Segments memory_in_bytes goes down after reduction of segments + restart

Hi,

Related to Segments memory_in_bytes excessively large with allot of open indices

We reduced the amount of segments in our cluster but saw zero effect on segments memory_in_bytes. As a last resort we did a rolling restart and behold, a significant drop in segments memory usage and GC in OldGen went back to healthy zigzagging.

This is on ES 1.7.3.

Is this behaviour in any way expected?

Hi, in connection with our previous talk if this issue related with terms_in_memory, it's depends on number of term indexed and have no relation with number of segments in index.

I'm still waiting for developers / moderators which can help and bring some insights on this two topics.

I have no means of proving it's due to terms mem, so for now I'm assuming some kind of segments overhead.

Could you try 2.x with small subset of data? It provides much more detailed info about segment memory distribution ( https://github.com/elastic/elasticsearch/issues/11495 ), so you can see what's inside. But don't forget to disable doc_values if you don't use it in 1.7.

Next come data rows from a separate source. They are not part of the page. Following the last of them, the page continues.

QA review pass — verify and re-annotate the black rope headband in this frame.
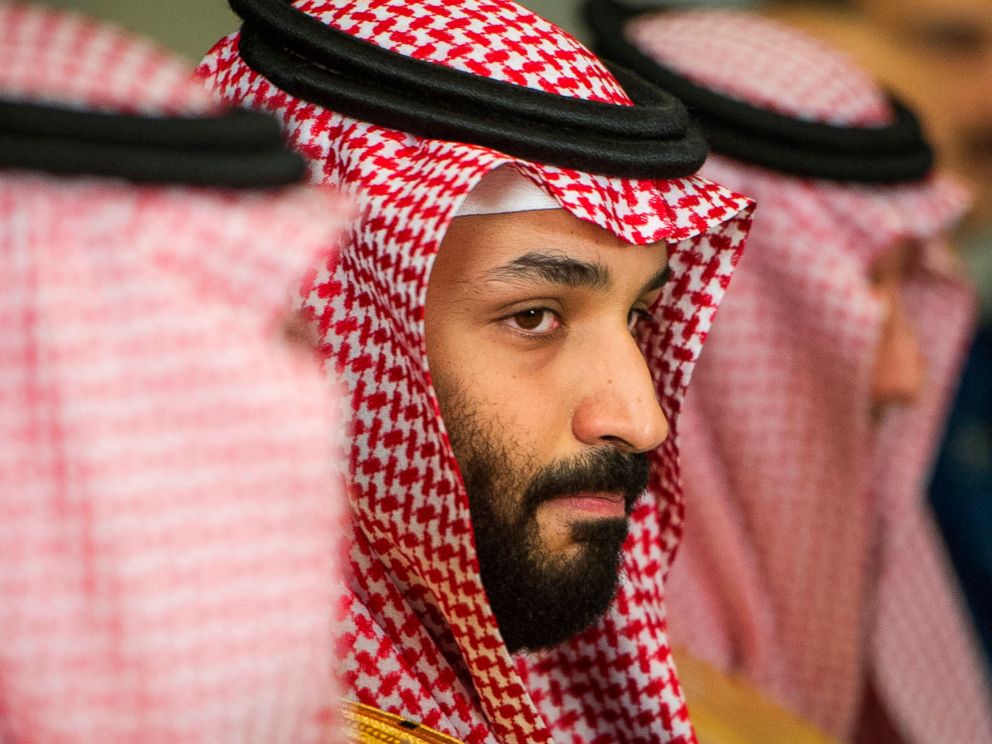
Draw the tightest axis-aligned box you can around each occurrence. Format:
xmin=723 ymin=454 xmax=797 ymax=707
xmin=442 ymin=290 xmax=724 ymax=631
xmin=585 ymin=0 xmax=933 ymax=183
xmin=0 ymin=99 xmax=306 ymax=188
xmin=230 ymin=0 xmax=706 ymax=178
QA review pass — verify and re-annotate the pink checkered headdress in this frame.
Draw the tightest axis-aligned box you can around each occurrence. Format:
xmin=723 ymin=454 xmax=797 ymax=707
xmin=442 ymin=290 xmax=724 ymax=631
xmin=0 ymin=3 xmax=349 ymax=744
xmin=199 ymin=0 xmax=750 ymax=744
xmin=596 ymin=11 xmax=992 ymax=744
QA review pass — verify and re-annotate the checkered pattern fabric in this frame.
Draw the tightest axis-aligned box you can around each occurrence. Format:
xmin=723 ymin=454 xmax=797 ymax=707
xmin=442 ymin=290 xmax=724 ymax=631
xmin=0 ymin=4 xmax=349 ymax=744
xmin=628 ymin=11 xmax=992 ymax=744
xmin=200 ymin=0 xmax=750 ymax=744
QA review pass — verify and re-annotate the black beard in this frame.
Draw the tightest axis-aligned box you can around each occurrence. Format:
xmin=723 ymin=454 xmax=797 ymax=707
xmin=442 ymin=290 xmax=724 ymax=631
xmin=445 ymin=401 xmax=649 ymax=653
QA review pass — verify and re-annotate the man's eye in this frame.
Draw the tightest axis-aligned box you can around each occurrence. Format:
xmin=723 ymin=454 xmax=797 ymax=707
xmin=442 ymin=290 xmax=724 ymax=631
xmin=505 ymin=307 xmax=561 ymax=335
xmin=627 ymin=308 xmax=651 ymax=337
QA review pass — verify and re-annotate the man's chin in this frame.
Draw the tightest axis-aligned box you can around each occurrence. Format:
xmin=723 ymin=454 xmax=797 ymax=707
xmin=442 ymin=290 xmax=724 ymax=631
xmin=480 ymin=519 xmax=627 ymax=652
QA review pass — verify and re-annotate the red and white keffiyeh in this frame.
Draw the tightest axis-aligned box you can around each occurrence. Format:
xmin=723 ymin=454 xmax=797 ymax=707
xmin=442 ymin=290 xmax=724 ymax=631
xmin=0 ymin=4 xmax=348 ymax=744
xmin=627 ymin=11 xmax=992 ymax=744
xmin=200 ymin=0 xmax=750 ymax=744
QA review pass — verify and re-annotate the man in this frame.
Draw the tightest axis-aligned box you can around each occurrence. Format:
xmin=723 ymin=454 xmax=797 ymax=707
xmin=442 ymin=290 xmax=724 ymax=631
xmin=774 ymin=0 xmax=992 ymax=680
xmin=200 ymin=0 xmax=749 ymax=742
xmin=0 ymin=3 xmax=349 ymax=744
xmin=591 ymin=3 xmax=992 ymax=744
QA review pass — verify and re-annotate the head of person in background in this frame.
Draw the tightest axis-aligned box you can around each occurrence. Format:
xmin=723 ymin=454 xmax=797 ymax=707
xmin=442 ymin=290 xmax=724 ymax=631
xmin=200 ymin=0 xmax=750 ymax=742
xmin=0 ymin=3 xmax=350 ymax=744
xmin=771 ymin=0 xmax=992 ymax=231
xmin=589 ymin=2 xmax=992 ymax=742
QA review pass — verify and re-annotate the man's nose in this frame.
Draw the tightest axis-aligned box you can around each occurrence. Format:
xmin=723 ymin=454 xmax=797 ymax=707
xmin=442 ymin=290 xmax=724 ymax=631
xmin=572 ymin=327 xmax=668 ymax=452
xmin=872 ymin=299 xmax=926 ymax=409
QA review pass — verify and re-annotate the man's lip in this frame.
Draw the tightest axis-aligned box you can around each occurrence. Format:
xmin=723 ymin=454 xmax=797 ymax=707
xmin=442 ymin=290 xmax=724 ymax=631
xmin=546 ymin=491 xmax=627 ymax=517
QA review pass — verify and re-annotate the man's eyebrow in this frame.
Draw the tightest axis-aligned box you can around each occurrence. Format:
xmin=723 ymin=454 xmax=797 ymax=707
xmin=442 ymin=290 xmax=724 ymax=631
xmin=485 ymin=252 xmax=611 ymax=290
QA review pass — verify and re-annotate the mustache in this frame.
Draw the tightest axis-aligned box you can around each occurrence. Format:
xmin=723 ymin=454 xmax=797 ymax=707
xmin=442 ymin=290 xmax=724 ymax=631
xmin=522 ymin=447 xmax=651 ymax=515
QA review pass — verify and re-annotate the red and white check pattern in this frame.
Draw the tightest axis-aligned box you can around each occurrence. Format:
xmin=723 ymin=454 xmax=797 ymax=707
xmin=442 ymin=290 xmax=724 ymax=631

Results from testing a single index (we have multiple datasets hosted in a single cluster with wildly different characteristics) on ES2.2.

After import of small dataset:

"segments" : { "count" : 96, "memory_in_bytes" : 9899804, "terms_memory_in_bytes" : 7553284, "stored_fields_memory_in_bytes" : 2129024, "term_vectors_memory_in_bytes" : 0, "norms_memory_in_bytes" : 30912, "doc_values_memory_in_bytes" : 186584, "index_writer_memory_in_bytes" : 1330056, "index_writer_max_memory_in_bytes" : 426010210, "version_map_memory_in_bytes" : 45314, "fixed_bit_set_memory_in_bytes" : 0 },

After reduction of segments by calling _optimize?max_segments=1:
"segments" : { "count" : 5, "memory_in_bytes" : 7408450, "terms_memory_in_bytes" : 5273278, "stored_fields_memory_in_bytes" : 2117808, "term_vectors_memory_in_bytes" : 0, "norms_memory_in_bytes" : 1856, "doc_values_memory_in_bytes" : 15508, "index_writer_memory_in_bytes" : 0, "index_writer_max_memory_in_bytes" : 2560000, "version_map_memory_in_bytes" : 0, "fixed_bit_set_memory_in_bytes" : 0 },
Then a node restart:
"segments" : { "count" : 5, "memory_in_bytes" : 7408450, "terms_memory_in_bytes" : 5273278, "stored_fields_memory_in_bytes" : 2117808, "term_vectors_memory_in_bytes" : 0, "norms_memory_in_bytes" : 1856, "doc_values_memory_in_bytes" : 15508, "index_writer_memory_in_bytes" : 0, "index_writer_max_memory_in_bytes" : 426010210, "version_map_memory_in_bytes" : 0, "fixed_bit_set_memory_in_bytes" : 0 },

In short, less segments due to merging results in less terms_memory_in_bytes which is somewhat surprising.

Performed the same tests in ES1.7.3. Instead of paying attention to terms_memory_in_bytes I instead checked segments.memory_in_bytes.

Basically behaviour is exactly the same as ES2.2. In other words I was not able to reproduce our production issue.

Hmm, interesting results. In your case you have norms and doc_values which decreased greatly. But they are so small (1-2%) in comparison with term_in_memory and stored fields memory. (you can see that memory_in_bytes=sum of other elements except of index writer)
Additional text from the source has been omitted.